What is punk without anger or angst? Ten Foot Pole has been around for decades and the anger seems to have gone away. Instead of shouting against others, their new album Escalating Quickly takes time to examine their own problems. The resulting tone is refreshing in a way, but lacks the sense of urgency that would usually be expected from a punk album. Exploring their own experience and its effects, Ten Foot Pole’s newest release is surprisingly calm and thought out. The conclusion is that maybe they are the cause of their own problems, but at least there is hope that these mistakes can be learned from if you’re willing to listen.
Escalating Quickly begins with a heavy dose of irony. The songs are quick, light, and seemingly happy as they remind you that all good things end and to not be a dick. The songs try to teach rather than mindlessly yelling out against their problems. Offering helpful advice, the beginning sounds cheerful. The quick tempo of the beginning doesn’t hold through the entire album. The pace slows as more time is given to think over the themes of life problems. The subject of the songs are heavy topics. It just takes a while for the pace of the tracks to reflect the themes of the album.
Ten Foot Pole has experienced a lot and hopes that you can learn from them. Always trying to teach, the songs rarely point to others for problems. The closest it comes is in “The Jackals” in which the problem is not some other but rather who makes that other person act that way. The reality the album dives into is difficult. A lot has gone wrong and any reminders of this are painful. Yet, there is no running from these reminders. The album takes time to reflect and comes across more sad than angry about the troubles. In its optimism, there is usually some lesson to be learned from these experiences. Escalating Quickly wants to help the listener do better.
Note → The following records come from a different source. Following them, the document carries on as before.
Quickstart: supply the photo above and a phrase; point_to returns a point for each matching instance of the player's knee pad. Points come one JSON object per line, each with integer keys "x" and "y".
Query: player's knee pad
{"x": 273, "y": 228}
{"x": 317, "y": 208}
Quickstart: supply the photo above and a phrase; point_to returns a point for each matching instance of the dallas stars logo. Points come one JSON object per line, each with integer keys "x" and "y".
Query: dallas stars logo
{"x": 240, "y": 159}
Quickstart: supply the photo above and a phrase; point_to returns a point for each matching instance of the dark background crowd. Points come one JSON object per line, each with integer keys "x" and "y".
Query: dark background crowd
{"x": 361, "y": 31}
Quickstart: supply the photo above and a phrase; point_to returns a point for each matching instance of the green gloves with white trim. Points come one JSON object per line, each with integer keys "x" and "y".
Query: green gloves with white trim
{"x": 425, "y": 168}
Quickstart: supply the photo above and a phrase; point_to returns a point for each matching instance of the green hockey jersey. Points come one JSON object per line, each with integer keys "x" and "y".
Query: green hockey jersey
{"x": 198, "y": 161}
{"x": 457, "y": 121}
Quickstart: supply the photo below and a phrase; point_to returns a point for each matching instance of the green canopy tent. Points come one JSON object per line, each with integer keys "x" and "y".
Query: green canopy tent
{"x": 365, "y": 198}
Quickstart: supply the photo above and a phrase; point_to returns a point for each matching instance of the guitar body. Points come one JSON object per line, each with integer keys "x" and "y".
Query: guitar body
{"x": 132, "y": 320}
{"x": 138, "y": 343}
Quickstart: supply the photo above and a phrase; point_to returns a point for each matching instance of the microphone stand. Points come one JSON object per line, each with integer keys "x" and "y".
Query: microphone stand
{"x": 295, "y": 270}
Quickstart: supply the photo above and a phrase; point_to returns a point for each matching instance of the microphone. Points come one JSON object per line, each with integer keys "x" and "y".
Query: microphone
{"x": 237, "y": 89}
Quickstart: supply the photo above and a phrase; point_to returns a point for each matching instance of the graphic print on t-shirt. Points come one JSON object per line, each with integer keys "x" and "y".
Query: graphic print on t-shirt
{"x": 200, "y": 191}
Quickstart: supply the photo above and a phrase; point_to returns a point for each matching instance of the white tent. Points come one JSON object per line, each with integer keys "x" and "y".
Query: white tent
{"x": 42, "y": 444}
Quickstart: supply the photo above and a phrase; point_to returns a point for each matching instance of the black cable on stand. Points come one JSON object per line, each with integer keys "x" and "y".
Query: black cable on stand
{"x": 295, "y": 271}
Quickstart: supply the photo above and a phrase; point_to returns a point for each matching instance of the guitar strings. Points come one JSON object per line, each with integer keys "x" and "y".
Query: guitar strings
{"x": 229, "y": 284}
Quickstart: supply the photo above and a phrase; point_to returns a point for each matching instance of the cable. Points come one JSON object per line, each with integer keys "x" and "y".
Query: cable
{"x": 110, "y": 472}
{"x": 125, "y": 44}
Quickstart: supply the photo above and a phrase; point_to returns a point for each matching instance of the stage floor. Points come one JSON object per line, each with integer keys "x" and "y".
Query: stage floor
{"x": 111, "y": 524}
The tracks are catchy with their simple, repetitive lyrics. Though easy to pick up, few are memorable. Despite the unexceptional quality of the songs as individual listens, there is a power in listening to Escalating Quickly through its entirety. The tempo slows giving more power to reflection of each song. When its anger finally reveals itself in “Unbroken,” there is purpose to it. It is not simply raging against the world. “Goodbye Sunny Days” ends the album with a simple, acoustic guitar under the vocals and other instrumentation that gives a finality to the album. The problems seem not to go away and all that is left is to say goodbye to any sort of hoped for happiness.